Ozzily Yours

Thursday, August 25, 2011

In Which I (Irritatingly, I'm Sure) Insist on Comparing a Film to Its Source Material

I am white. Hella white. Polar bear in a snow storm white. I also undeniably come from a place of privilege. That all adds up to a whole lot of white guilt. (You know the type - I recently second-guessed my own AWESOME actor ID because the actor in question was black and I suddenly feared that I was assuming they all looked the same.)

With all that in mind, I was hesitant to read The Help back when everyone was talking about it. I mean, here I am, a privileged white woman, I wouldn't begin to say that I could approximate the African-American point of view even now, let alone in the '60s. So why did I want to read a book that tried to do just that, written by a privileged white woman, about a privileged white woman writing a book about the African-American point of view??? (Man, that's a convoluted sentence.)
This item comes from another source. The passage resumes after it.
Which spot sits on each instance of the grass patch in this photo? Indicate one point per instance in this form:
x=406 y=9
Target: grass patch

But eventually, I succumbed to curiosity, and I found The Help extremely compelling. Sure, I've still got issues with the idea that this is what it took to get this story told... but I'm glad the story got told.

I was intrigued, but not surprised, when I heard about the film version. And I had definite issues with the casting (sure, I adore Allison Janney as much as anyone, and yes, Emma Stone is adorable - but the idea of Ms. Stone portraying the tall, awkward, graceless Skeeter with Ms. Janney as her former-beauty-queen-southern-belle mother? Erm, no). So I decided I had to check it out.

And I came away with renewed appreciation for Kathryn Stockett's book. Because what I vividly remember from it that the film simply did not portray was the absolute mistrust that the maids had for white people (which many of their white employers were completely unaware of), and the abject fear they felt - the understanding that, given they right (or wrong) circumstances, they could literally die for a single misstep. Which made the idea of their willingness to participate in a tell-all regarding the treatment of house staff in Jackson, MS truly an act of courage.

Tate Taylor's film was quirky, precious, comical, and occasionally included footage of both whites and blacks reacting to an offscreen act of violence perpetuated upon a national figure. There was none of the urgency that I imagine truly ignited the civil rights movement, none of the fear. It is true that Viola Davis was (as always) extraordinary, and many other performances were equally memorable (though, still... Emma Stone and Allison Janney? no). But I was disappointed by what was stripped away, and that what remained was so very very lightweight.